A recent research report from CryptoQuant suggests that the Bitcoin halving will have a smaller impact on the price of Bitcoin than many investors expect. The report argues that the effect of the halving has been diminishing, as the new issuance of Bitcoin is decreasing relative to the amount of Bitcoin being sold by long-term holders. Instead, the key driver influencing the price of Bitcoin after the halving will be the increase in demand from investors with significant holdings of Bitcoin.
According to CryptoQuant, demand from whales holding between 1,000 and 10,000 Bitcoin is currently at its highest ever, with a 11% month-on-month growth. The total number of wallet addresses holding 1,000-10,000 Bitcoin is also significantly increasing. While the Bitcoin halving typically reduces supply and puts upward pressure on the price of Bitcoin, there have been instances where the monthly demand from long-term holders has exceeded the supply. However, the current gap between supply and demand is much larger than before, suggesting that the halving’s effect on the price may not be as powerful this time.
Long-term holders are now accumulating about seven times more Bitcoin per month than the new Bitcoin entering circulation.
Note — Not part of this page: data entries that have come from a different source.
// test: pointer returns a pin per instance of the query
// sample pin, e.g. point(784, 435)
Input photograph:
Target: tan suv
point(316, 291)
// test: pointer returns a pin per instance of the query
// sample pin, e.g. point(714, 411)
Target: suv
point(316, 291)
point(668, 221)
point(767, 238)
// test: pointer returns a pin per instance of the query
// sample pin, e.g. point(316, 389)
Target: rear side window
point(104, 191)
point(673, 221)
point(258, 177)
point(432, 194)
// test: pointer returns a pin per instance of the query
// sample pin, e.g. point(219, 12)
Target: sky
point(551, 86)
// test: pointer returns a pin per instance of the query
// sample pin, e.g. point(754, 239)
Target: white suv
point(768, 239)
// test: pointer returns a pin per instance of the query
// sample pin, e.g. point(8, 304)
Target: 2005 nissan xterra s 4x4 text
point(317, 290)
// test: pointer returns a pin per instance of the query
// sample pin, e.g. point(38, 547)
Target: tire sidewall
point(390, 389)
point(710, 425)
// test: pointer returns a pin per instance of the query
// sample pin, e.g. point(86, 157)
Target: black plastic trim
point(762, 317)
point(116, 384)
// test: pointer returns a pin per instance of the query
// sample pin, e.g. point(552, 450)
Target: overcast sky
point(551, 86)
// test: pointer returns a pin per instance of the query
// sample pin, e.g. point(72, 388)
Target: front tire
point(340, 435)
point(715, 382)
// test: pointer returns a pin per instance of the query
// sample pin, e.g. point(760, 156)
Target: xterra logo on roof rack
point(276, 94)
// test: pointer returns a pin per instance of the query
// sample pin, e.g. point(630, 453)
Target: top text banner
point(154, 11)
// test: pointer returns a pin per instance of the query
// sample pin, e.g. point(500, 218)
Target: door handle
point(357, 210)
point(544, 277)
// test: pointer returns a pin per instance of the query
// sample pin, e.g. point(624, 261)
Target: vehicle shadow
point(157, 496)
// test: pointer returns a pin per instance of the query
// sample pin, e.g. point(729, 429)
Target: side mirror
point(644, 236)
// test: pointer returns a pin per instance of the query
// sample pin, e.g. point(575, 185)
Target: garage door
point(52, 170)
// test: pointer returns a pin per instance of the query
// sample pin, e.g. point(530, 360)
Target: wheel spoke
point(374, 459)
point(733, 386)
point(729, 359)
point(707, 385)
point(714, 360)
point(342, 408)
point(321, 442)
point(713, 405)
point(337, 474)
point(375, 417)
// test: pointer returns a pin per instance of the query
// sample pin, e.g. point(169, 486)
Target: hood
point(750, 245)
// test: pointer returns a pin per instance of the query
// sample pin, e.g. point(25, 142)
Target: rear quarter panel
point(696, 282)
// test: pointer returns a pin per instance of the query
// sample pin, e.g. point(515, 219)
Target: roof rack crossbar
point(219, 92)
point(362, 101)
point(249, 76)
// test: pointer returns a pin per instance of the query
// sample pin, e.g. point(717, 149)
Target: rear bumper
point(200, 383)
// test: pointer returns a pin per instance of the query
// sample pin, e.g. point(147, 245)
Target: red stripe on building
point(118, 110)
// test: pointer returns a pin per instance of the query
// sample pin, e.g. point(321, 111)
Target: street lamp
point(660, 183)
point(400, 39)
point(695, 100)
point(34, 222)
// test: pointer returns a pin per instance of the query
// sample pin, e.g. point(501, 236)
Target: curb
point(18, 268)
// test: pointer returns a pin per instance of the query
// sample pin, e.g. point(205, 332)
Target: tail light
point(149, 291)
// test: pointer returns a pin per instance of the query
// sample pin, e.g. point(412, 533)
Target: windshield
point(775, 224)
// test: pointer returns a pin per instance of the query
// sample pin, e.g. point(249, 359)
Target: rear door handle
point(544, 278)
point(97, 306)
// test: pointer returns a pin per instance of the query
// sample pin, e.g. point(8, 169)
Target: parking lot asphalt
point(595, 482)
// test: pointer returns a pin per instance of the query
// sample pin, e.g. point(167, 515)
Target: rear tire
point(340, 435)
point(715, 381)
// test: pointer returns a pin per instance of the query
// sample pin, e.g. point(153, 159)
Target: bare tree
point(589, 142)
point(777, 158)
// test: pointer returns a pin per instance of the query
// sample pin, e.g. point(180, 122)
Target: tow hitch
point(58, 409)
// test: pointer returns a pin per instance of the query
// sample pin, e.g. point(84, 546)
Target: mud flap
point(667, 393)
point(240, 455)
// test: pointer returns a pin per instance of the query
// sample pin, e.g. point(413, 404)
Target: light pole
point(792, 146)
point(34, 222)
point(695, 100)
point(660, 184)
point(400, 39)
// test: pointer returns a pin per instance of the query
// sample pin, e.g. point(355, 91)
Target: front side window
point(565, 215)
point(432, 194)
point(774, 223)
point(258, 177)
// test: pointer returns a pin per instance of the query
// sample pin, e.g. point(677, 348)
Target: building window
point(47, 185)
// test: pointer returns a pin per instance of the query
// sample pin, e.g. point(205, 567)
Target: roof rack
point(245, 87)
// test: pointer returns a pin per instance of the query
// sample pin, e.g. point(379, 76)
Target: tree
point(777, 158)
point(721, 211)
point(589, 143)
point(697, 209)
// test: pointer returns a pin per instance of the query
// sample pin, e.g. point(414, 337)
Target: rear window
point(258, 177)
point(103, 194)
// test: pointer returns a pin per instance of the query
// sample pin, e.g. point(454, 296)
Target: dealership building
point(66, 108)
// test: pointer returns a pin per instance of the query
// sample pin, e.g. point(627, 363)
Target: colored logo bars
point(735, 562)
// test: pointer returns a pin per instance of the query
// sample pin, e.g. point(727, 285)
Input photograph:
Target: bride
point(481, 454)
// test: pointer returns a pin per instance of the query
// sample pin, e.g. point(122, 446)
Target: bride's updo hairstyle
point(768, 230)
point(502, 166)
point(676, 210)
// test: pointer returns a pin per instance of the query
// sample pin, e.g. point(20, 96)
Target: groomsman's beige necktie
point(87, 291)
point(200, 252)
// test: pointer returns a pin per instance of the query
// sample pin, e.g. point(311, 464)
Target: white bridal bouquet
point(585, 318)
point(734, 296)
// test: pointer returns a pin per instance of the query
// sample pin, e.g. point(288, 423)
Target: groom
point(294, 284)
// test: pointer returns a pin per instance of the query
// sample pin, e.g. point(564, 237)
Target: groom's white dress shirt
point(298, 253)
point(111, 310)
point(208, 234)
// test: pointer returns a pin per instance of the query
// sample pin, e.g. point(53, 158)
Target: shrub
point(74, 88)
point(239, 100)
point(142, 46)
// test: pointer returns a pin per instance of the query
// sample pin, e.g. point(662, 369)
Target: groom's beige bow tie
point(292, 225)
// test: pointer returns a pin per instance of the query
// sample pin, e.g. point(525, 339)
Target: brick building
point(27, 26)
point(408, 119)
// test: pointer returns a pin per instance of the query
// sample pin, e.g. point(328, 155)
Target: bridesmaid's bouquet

The research report states that permanent holders are adding around 200,000 Bitcoin per month to their balances, while the monthly issuance of Bitcoin will decrease to around 14,000 after the halving. Furthermore, the total issuance of Bitcoin now represents only 4% of the total available supply, compared to 69%, 27%, and 10% before the previous halvings.
Historically, the price of Bitcoin has experienced significant increases after halving events. After the 2016 halving, the price increased by about 4,200% to $19,800, and after the 2020 halving, it increased by almost 683% to $69,000. The upcoming halving will reduce block rewards from 6.25 Bitcoin to 3.125 Bitcoin.
Despite the research suggesting that the halving may have a smaller impact on the price of Bitcoin this time, other indicators, such as open interest in Bitcoin futures and investor optimism, suggest that the halving could still be a catalyst for a higher price. Open interest in Bitcoin is currently at $78.36 billion, significantly higher than the volume recorded before the previous halving. Pseudonymous trader Rekt Capital also believes that any price dip in Bitcoin before the halving is likely to bounce back quickly.